Dość kontrowersyjna, ale na pewno bardzo droga inwestycja w Białymstoku, dobiegła końca. Mieszkańcy protestowali przeciwko wzniesieniu jej w pobliżu osiedla domków jednorodzinnych. Władze Białegostoku jednak postawiły na swoim i spalarnia w Białymstoku wkrótce zacznie działać. Po 27 miesiącach prace zakończono. Realizacją tej inwestycji zajęła się firma Budimex.

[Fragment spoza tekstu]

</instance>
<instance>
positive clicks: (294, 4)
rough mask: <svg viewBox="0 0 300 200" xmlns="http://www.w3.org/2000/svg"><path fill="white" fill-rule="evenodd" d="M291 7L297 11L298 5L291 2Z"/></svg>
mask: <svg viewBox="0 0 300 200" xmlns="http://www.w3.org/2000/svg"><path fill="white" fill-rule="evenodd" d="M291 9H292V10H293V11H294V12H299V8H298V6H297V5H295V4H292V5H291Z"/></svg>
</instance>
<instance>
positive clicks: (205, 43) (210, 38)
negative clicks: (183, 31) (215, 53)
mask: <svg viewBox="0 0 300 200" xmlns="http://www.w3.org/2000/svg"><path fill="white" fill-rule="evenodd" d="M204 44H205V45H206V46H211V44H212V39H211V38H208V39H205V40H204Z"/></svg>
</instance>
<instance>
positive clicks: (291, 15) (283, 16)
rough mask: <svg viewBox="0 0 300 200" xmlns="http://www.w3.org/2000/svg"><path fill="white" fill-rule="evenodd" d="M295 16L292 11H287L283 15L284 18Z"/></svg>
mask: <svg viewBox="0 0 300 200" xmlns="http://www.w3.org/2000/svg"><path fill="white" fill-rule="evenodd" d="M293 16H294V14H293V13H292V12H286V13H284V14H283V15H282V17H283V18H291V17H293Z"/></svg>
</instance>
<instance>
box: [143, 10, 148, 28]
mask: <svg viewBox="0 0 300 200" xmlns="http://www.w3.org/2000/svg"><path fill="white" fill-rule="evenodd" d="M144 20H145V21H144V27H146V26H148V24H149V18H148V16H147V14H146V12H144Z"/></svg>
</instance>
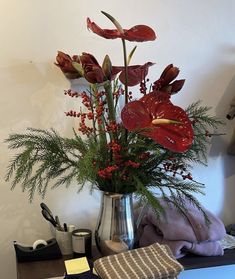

- Kontrakt obejmujący projekt i budowę spalarni, o wartości 332,9 mln złotych netto, Budimex (lider, 50,4 proc. udziałów) zrealizował w konsorcjum z firmami Keppel Seghers Belgium N.V. i Cespa Compania Espanola de Servicios Publicos Auxiliares SA. Umowa na realizację tej inwestycji została podpisana 31 sierpnia 2012 roku. Po etapie projektowania i uzyskaniu pozwolenia na budowę w dniu 11 września 2013 roku rozpoczęły się prace budowlane. Po 27 miesiącach, na koniec grudnia 2015 roku, inwestycja została ukończona. Inwestorem jest Przedsiębiorstwo Usługowo- Handlowo- Produkcyjne „LECH” – czytamy na stronie internetowej Budimexu.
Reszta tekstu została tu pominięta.